GPU L2 Cache Persistence
Introduction
On the GPU we have L2
cache as one part of Memory Hierarchy
. L2
is shared by all Streaming Multiprocessors
and can be leveraged to perform data sharing between warps. From Ampere
on the L2
cache can be also used in following way: Assume we have certain part of input data that is accessed frequently. On NVIDIA this type of data access is called persistent. The opposite of persistent is called streaming. We can reserve part of L2
cache (on the NVIDIA H100 80GB HBM3
, I performed the experiments on up to 31.25MB
of the total 50MB
of L2
memory) for the persistent data accesses.
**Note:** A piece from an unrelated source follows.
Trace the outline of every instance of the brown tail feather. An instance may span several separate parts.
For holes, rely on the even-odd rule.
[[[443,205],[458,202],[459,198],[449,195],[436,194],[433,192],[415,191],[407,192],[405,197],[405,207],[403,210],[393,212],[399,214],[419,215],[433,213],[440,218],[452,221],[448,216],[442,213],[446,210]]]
This can bring good performance improvements in memory bound tasks. Below I show how to implement it and perform some benchmarks.
Code
Data Reset
Data Reset is the following operation.
__global__ void data_reset_kernel(const float4 *d_in, float4 *d_out, const int n, const int m) {
int i = blockIdx.x * blockDim.x + threadIdx.x;
if (i < n/4) d_out[i] = d_in[i % (m/4)];
}
It can be interpreted as the task "repeat a periodic signal until you reach the maximum output size". We assume m << n
. It is obvious that this data access is persistent: We repeatedly access the elements in smaller array.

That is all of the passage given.